In un tale scenario di impoverimento e indebolimento della scuola pubblica, solo le scuole private possono trarvi un qualche guadagno. Esse, infatti, in cambio di rette per pochi, saranno il luogo dove insegnanti sempre più precari dovranno educare la futura classe dirigente in base a programmi assolutamente fuori da ogni controllo democratico e collegiale e che risponderanno esclusivamente ad esigenze di mercato e di produttività.

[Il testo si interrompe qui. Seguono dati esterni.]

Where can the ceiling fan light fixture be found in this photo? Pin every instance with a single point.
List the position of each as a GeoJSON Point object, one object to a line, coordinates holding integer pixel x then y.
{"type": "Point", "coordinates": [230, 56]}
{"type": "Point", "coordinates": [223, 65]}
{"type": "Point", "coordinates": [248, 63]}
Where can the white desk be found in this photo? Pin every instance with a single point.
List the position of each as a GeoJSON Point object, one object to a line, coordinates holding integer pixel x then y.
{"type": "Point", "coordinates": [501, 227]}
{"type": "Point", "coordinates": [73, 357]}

L'opposizione a questo Decreto legge e la difesa della scuola pubblica non è una questione che riguarda solamente i lavoratori del mondo della scuola, come se si trattasse di una "semplice" trattativa tra le parti. Interessata è l'intera società, poiché è l'intera società ad essere coinvolta: ne va del futuro di tutti noi e di quello delle generazioni a venire.
Di fronte ad un allarme rosso di tale portata è necessario autorganizzarsi per una mobilitazione decisa e radicale nel contrastare una riforma rivolta completamente al passato. Come sta avvenendo in altre città, anche qui è necessario promuovere iniziative e forme di lotta per far sentire la nostra voce e il nostro dissenso.
CANTIERE SOCIALE DE L'ALGUER
(per contatti: cantieresociale@gmail.com
http://cantieresociale.spaces.live.com/)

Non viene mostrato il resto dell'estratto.